Cuando se cuela el error en materia religiosa, obstruye la luz del Espíritu Santo y oscurece la mente con una falsa luz. Entonces empieza la confusión. Si el alma presta oído a la falsa doctrina y la acepta, entonces sus facultades intelectuales comienzan a justificarla y a hacerla parte de su forma de pensar. Así, el error sigue propagándose y arraigándose en la persona. Una vez que el entendimiento ha sido oscurecido por él, se vuelve más susceptible a otros errores.

Por eso insisto en que, a partir de Amoris Laetitia, se han seguido difundiendo falsas doctrinas en el Pontificado actual, que son tan graves que pueden desembocar en la apostasía. En la meditación de ayer, por ejemplo, describí como se ha llegado a relativizar la singularidad de Jesucristo al afirmar que todas las religiones son caminos hacia Dios. Con tal declaración, se ha ido mucho más allá del límite. Por eso es sabiduría espiritual rechazar inmediatamente todo falso pensamiento, porque nos aparta de Dios. Es notorio que aquellos que reconocieron y rechazaron de inmediato el falso rumbo marcado por Amoris Laetitia, generalmente también identificaron los errores posteriores; mientras que aquellos que aceptaron estos nuevos lineamientos a menudo siguen sin darse cuenta de que fueron engañados y ya no son capaces de reconocer ni siquiera los descarríos más absurdos.

“Recibid también el yelmo de la salvación y la espada del Espíritu, que es la palabra de Dios” (Ef 6,17).

La interiorización de la Palabra de Dios –de ser posible cada día– es sanadora para nuestro entendimiento, pues le confiere la luz correcta; y, al mismo tiempo, es un arma espiritual potente. A la luz de la Palabra de Dios examinamos el valor y la veracidad de lo que escuchamos. Divide la luz de las tinieblas, la verdad del error, lo importante de lo insignificante. La Palabra de Dios es el instrumento de la “discreción”, del discernimiento de los espíritus. Desenmascara el error, pues éste no puede resistir ante la Palabra del Señor. Si empuñamos esta espada, estamos muy bien armados para el combate.

En nuestra Iglesia Católica, la Sagrada Escritura es, junto con la Tradición y el Magisterio, la fuerza de la que nos alimentamos. Por tanto, la Palabra de Dios no es independiente, por así decir, sino que, a lo largo de los siglos, ha sido sabiamente interpretada por los padres de la Iglesia, creando así un gran tesoro. Con justa razón, podemos decir que a la Iglesia católica le ha sido confiada la plenitud de la verdad. Esta es también una certeza que hay que saber defender cuando se dialoga con cristianos de otras confesiones o con miembros de otras religiones. Siempre debemos tener claro que no se trata de «nuestra verdad» y que, por tanto, no podemos modificarla ni desecharla. Antes bien, la Iglesia es servidora de la verdad, que es el Señor mismo.
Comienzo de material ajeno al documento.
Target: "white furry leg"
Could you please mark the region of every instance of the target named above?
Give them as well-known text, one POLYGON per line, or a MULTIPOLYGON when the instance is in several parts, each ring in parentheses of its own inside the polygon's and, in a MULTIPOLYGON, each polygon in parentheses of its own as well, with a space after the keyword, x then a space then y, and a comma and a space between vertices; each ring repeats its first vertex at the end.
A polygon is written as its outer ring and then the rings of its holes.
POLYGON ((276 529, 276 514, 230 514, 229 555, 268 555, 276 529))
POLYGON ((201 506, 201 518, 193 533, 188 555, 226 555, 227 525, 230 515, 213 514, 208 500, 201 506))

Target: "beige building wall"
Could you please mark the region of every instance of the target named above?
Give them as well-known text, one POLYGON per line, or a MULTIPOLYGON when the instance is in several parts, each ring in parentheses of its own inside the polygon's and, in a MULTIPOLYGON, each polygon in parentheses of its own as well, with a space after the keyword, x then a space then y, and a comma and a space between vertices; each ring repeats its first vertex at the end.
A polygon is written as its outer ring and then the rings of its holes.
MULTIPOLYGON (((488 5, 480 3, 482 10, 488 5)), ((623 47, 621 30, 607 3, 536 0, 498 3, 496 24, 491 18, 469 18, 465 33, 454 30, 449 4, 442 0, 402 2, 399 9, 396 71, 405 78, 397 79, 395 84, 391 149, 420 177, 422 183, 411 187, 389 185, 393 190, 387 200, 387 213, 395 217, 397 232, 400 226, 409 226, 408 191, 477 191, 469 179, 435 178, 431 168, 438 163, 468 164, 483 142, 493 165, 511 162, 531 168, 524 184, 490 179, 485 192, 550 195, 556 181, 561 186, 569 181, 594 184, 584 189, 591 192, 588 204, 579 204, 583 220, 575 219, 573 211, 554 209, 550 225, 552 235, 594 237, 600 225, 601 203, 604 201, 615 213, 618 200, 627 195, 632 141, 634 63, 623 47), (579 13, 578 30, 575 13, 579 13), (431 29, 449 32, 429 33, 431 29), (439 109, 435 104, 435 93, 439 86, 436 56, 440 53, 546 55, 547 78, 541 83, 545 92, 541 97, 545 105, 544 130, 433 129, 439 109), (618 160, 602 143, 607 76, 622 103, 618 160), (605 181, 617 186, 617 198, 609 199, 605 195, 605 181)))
En la próxima meditación, nos detendremos en la oración, que tiene una fuerza tan grande y es tan esencial que, sin ella, el combate no puede ser espiritual ni tiene perspectivas de victoria. Como pequeño anticipo, escuchemos lo que decía un staretz (así se denomina a los padres espirituales en la Iglesia de Oriente) a sus discípulos:

“Hijos míos, os suplico por amor a Dios que nunca dejéis de pronunciar ni siquiera por un instante la oración de nuestro Cristo. Vuestros labios deben invocar incesantemente el Nombre de Jesús, que destruye al diablo y todas sus maquinaciones.”

Desde ya, nos alegramos de hablar mañana sobre la poderosa arma de la oración.